As an amendment to the above answer (and a bit of a history lesson), "3-tier" and "n-tier" are the same where
n=3. Back in the dark ages, application code and data were all in the same assembly (and "computing machines" were the size of rooms). That quickly changed, and "data files" were invented, creating a two-layered (still single-tiered) architecture. Some other things happened, and eventually the RDBMS came along, which was housed on its own computer, and the age of "client-server" computing was born.
Once the concept of separating the concerns of "program logic" (which included presentation-, business-, and application-logic in today's parlance) from "database logic" (persistence) was digested, business and application logic was moved to a "middle-tier", and suddenly we had "three-tier computing". It spread in the early nineties, and coincided with the explosion of the Internet and the World Wide Web.
From three-tier, it was a short logical leap to spreading things across many layers, and separating those layers across many execution environments, sometimes for security, other times for maintenance, often for performance.

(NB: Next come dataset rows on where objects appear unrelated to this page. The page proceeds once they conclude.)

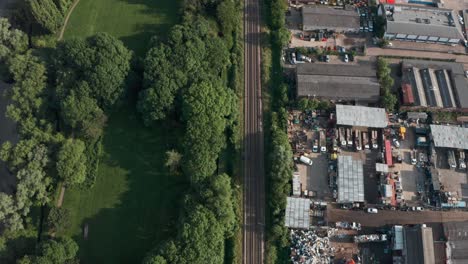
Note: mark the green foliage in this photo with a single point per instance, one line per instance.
(71, 162)
(188, 68)
(101, 61)
(389, 100)
(173, 160)
(205, 107)
(190, 55)
(59, 219)
(379, 26)
(45, 13)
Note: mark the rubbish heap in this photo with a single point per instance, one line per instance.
(310, 247)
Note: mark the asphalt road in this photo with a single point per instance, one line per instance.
(389, 217)
(254, 189)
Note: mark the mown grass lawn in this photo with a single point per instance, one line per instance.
(134, 202)
(132, 21)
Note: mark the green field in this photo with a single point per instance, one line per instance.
(132, 21)
(134, 201)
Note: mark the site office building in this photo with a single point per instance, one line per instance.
(421, 24)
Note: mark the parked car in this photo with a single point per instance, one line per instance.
(306, 160)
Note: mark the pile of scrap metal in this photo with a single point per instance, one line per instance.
(310, 247)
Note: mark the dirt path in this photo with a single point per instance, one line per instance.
(60, 200)
(65, 23)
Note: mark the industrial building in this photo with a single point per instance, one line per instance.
(338, 83)
(432, 84)
(452, 137)
(361, 116)
(421, 24)
(456, 234)
(350, 180)
(321, 18)
(297, 213)
(415, 244)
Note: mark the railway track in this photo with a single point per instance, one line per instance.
(254, 190)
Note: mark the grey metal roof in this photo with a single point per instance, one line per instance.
(381, 167)
(350, 180)
(419, 245)
(338, 82)
(296, 184)
(297, 213)
(450, 136)
(318, 17)
(457, 241)
(455, 72)
(359, 70)
(421, 21)
(417, 115)
(361, 116)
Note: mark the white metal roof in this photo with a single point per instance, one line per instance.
(381, 167)
(350, 180)
(450, 136)
(398, 237)
(361, 116)
(296, 184)
(297, 213)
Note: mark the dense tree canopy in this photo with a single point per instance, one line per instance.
(71, 162)
(191, 54)
(101, 61)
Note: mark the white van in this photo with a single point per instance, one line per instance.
(306, 160)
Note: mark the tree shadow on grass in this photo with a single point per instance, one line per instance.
(146, 198)
(166, 10)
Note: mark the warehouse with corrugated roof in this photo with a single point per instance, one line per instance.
(338, 82)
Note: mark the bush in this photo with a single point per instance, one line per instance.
(93, 153)
(59, 219)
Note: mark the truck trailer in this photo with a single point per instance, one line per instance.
(323, 142)
(365, 139)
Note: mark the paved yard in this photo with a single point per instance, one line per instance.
(315, 177)
(389, 217)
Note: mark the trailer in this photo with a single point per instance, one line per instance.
(374, 139)
(365, 139)
(349, 137)
(451, 159)
(348, 225)
(358, 140)
(370, 238)
(315, 146)
(323, 141)
(413, 157)
(341, 133)
(461, 159)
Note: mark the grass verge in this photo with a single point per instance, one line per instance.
(132, 21)
(134, 201)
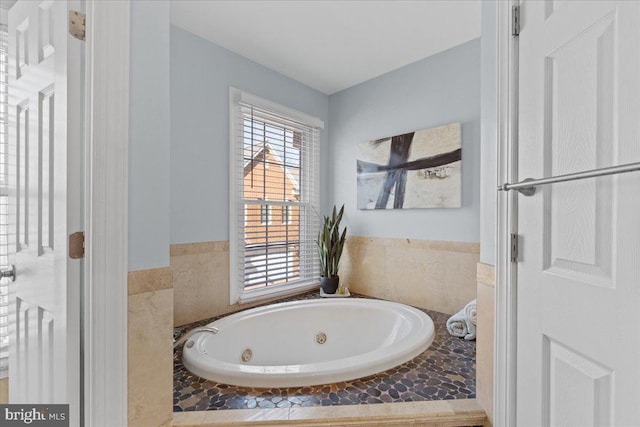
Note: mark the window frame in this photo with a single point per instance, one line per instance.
(237, 293)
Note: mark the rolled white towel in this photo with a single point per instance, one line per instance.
(457, 325)
(470, 311)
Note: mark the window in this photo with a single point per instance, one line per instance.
(274, 170)
(265, 214)
(287, 213)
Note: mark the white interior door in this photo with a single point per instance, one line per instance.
(578, 281)
(44, 178)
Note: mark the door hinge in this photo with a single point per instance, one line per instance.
(77, 24)
(515, 20)
(76, 245)
(514, 247)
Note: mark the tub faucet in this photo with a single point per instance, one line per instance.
(187, 335)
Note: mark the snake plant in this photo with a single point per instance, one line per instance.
(330, 243)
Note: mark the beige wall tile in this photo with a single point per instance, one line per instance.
(201, 282)
(437, 276)
(150, 364)
(150, 280)
(484, 339)
(4, 390)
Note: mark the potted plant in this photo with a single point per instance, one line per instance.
(330, 244)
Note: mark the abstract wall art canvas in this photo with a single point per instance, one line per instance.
(420, 169)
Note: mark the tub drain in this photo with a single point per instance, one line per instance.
(246, 355)
(321, 338)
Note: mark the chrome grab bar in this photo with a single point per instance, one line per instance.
(527, 187)
(187, 335)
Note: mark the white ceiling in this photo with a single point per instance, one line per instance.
(331, 45)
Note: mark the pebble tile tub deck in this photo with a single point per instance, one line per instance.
(446, 370)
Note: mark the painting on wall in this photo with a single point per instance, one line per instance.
(420, 169)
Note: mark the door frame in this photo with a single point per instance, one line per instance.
(505, 328)
(104, 318)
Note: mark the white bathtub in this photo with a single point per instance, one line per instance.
(361, 337)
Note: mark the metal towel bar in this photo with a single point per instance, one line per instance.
(527, 187)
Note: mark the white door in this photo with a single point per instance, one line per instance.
(44, 178)
(578, 281)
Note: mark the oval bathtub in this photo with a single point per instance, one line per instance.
(309, 342)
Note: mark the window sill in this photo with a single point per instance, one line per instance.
(275, 291)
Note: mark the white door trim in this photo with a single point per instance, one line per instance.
(106, 216)
(504, 398)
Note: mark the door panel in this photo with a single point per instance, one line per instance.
(44, 148)
(578, 277)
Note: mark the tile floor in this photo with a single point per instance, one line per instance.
(446, 370)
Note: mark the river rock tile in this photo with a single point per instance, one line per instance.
(446, 370)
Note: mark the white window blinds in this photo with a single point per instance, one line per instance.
(274, 197)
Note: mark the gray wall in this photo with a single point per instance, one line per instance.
(201, 73)
(437, 90)
(488, 157)
(149, 136)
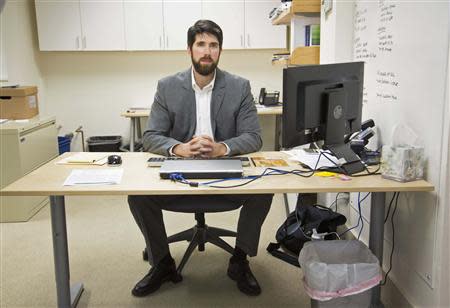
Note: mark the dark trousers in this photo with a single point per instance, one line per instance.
(147, 211)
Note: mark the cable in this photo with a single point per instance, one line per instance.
(359, 218)
(178, 177)
(368, 172)
(393, 241)
(389, 208)
(335, 201)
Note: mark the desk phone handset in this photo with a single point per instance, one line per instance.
(268, 98)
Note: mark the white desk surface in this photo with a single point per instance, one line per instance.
(277, 110)
(138, 179)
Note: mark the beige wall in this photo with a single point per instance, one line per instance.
(92, 89)
(19, 40)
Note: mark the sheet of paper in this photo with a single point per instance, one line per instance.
(94, 177)
(85, 158)
(310, 158)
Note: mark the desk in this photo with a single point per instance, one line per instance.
(140, 180)
(136, 115)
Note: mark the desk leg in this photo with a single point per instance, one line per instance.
(138, 128)
(66, 296)
(132, 133)
(376, 237)
(277, 132)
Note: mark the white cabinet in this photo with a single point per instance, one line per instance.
(144, 25)
(59, 26)
(229, 15)
(179, 15)
(80, 25)
(152, 24)
(259, 32)
(102, 25)
(23, 148)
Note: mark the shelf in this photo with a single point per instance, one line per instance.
(301, 56)
(297, 7)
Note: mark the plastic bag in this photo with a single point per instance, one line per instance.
(338, 268)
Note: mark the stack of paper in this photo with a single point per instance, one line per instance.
(94, 176)
(85, 158)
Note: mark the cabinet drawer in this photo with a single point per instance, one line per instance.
(37, 146)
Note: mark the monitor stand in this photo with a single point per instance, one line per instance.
(353, 162)
(335, 131)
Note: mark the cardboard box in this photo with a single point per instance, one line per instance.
(18, 103)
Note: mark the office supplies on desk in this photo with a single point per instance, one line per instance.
(84, 158)
(158, 161)
(268, 98)
(202, 168)
(311, 158)
(269, 162)
(94, 177)
(114, 160)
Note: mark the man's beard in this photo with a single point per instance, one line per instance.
(204, 69)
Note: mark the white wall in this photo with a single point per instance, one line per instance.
(410, 257)
(92, 89)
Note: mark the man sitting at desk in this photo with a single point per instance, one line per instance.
(205, 112)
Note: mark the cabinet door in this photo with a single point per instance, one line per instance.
(229, 15)
(143, 25)
(102, 24)
(37, 146)
(258, 27)
(179, 15)
(58, 25)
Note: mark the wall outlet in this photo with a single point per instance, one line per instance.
(327, 6)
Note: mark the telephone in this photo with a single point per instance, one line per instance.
(268, 98)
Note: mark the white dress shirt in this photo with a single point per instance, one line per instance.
(203, 106)
(203, 110)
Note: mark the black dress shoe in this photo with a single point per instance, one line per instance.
(155, 278)
(240, 272)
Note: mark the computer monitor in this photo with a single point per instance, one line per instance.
(324, 102)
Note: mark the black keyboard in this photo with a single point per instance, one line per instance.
(157, 161)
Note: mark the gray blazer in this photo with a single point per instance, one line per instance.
(173, 114)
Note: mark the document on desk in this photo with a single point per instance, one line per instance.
(310, 157)
(94, 177)
(84, 158)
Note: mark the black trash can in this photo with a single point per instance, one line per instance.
(104, 143)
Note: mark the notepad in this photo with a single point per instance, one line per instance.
(85, 158)
(94, 177)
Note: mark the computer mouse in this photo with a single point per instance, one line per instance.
(114, 160)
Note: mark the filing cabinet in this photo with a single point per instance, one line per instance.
(24, 146)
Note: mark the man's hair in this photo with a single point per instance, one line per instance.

Tiring of the idea of having to describe things in quickly-increasing numerics, the phrase "n-tier" was born, and really describes any application architecture that spreads itself across multiple execution environments.
Note that today, with virtual machines, multi-core processors, and parallel computing, it's hard to say what code is running on what discreet processor, or how its separated from another "layer" on another "tier", but we like to put things in containers, whether or not the container has any real boundaries.